President Obama faces a widening credibility gap in convincing Americans that his strategy in Afghanistan is worth the costs. That gap only worsened Tuesday with a claim by the Afghan election commission that a majority of votes in the Aug. 20 presidential contest went to incumbent Hamid Karzai.
Ballot fraud was so widespread during the election that the UN-backed Electoral Complaints Commission has ordered a recount. Unless a credible count is conducted, Afghanistan will lack a legitimate government, making it difficult to achieve Mr. Obama's key goal of handing over security to the Afghan Army to suppress the Taliban and Al Qaeda.
Most indicators in Afghanistan are declining, with the Taliban gaining strength and record highs in monthly tallies of US soldiers killed. Polls in the US show little stomach for a war that has lasted since the post-9/11 invasion. In Europe and Canada, support is even lower, especially after Friday's killing of dozens of Afghan civilians by NATO airstrikes ordered by a German commander.
If Obama wants success in a war that he says is fundamental to US defense, he'll need to persuade Americans that he can shore up Afghanistan's faltering democracy and its still-weak military. In coming days, he is expected to receive recommendations for more troops from Gen. Stanley McChrystal, the commander chosen by Obama to lead the war. And the White House plans to release a list of ways to measure progress in Afghanistan.
Obama should ensure that his benchmarks for success and the number of US troops is based on the threat that Al Qaeda would pose if it gains a strong foothold in Afghanistan. That threat already exists in Pakistan, where the Army has finally made an effort to attack Islamic terrorists. And success in Afghanistan will mean the US could continue to make cross-border attacks on Al Qaeda in Pakistan, where the terrorist group still plans attacks around the world.

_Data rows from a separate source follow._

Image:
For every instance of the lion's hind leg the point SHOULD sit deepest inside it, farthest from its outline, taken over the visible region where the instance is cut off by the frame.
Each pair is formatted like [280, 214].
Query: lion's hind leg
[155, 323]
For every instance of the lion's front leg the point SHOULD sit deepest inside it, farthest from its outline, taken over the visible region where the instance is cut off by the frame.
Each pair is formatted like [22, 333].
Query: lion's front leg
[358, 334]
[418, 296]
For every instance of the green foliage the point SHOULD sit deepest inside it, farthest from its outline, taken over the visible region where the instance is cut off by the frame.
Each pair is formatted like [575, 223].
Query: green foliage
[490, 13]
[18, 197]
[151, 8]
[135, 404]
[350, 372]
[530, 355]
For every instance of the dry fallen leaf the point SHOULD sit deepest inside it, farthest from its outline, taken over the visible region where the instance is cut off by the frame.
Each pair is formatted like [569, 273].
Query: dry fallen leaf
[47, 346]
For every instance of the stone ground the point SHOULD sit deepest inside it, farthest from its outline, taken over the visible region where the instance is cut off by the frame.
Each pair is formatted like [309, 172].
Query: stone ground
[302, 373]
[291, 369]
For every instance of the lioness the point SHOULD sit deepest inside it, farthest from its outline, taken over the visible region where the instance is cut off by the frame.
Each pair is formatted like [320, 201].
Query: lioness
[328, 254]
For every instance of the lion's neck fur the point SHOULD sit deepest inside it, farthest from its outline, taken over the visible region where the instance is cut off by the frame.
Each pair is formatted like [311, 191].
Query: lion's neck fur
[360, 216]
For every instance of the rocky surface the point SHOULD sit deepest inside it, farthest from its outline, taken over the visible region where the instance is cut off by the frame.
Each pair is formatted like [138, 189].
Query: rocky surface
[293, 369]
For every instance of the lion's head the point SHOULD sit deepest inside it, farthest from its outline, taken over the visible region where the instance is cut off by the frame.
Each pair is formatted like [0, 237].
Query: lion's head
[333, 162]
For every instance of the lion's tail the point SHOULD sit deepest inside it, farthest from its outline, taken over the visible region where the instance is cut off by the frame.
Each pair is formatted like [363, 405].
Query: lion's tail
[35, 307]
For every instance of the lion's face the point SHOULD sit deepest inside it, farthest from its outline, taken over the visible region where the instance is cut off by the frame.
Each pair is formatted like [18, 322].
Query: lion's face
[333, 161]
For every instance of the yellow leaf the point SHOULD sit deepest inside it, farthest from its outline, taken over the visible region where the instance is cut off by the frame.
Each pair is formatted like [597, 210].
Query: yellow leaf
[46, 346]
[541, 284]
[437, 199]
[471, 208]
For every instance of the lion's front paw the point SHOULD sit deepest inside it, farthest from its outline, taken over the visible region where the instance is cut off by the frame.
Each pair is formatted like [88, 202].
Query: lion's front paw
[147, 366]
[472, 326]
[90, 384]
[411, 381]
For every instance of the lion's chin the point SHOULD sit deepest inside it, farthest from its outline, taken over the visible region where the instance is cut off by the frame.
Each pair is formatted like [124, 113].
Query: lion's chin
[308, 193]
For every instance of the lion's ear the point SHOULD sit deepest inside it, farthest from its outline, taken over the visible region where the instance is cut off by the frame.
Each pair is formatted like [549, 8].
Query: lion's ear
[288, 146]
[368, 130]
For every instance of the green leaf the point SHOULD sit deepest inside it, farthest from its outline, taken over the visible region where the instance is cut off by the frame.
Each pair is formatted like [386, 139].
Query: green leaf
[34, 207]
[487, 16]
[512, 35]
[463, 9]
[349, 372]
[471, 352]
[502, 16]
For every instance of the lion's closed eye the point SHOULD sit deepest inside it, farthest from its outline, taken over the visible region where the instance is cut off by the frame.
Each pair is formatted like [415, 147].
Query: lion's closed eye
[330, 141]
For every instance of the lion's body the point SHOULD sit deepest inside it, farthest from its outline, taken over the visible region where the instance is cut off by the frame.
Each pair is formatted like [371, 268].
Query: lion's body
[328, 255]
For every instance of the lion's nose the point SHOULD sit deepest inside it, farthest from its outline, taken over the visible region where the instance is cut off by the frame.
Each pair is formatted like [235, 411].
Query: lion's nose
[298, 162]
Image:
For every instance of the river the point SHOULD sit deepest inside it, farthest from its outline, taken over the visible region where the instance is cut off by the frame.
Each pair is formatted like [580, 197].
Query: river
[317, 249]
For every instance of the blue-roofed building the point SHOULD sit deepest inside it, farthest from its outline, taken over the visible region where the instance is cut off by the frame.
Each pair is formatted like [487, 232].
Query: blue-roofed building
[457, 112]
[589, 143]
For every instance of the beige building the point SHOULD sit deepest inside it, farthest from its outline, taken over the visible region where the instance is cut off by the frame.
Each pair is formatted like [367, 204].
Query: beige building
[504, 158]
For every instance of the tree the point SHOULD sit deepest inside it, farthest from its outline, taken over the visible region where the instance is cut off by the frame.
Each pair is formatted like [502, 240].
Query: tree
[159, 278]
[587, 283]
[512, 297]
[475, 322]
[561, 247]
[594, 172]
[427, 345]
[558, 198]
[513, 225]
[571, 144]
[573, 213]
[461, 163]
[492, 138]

Soon after entering the White House, the president did raise US troop levels in Afghanistan by 21,000 to reach 68,000 later this year. (His commanders asked for 30,000.) Now with a stronger Taliban and a corrupted Afghan election, the need is even more urgent for smart deployments of more troops to guard villages and ensure the country is stabilized with aid and development – a counterinsurgency strategy known as "clear, hold, build."
For the moment, though, the immediate focus should be on a vote recount. If President Karzai did receive less than 50 percent of the vote, as a recount may likely reveal, the US and other Western powers should step up efforts to make sure the runoff election is not corrupted.
Obama has two big fronts in this war: one in Afghanistan and one at home in better explaining his goals and tactics.
He needs to wage a campaign on both fronts more vigorously. Retreat is not an option if it means Al Qaeda will find a home in Afghanistan. But it might be the only option if Americans further withdraw support of the war.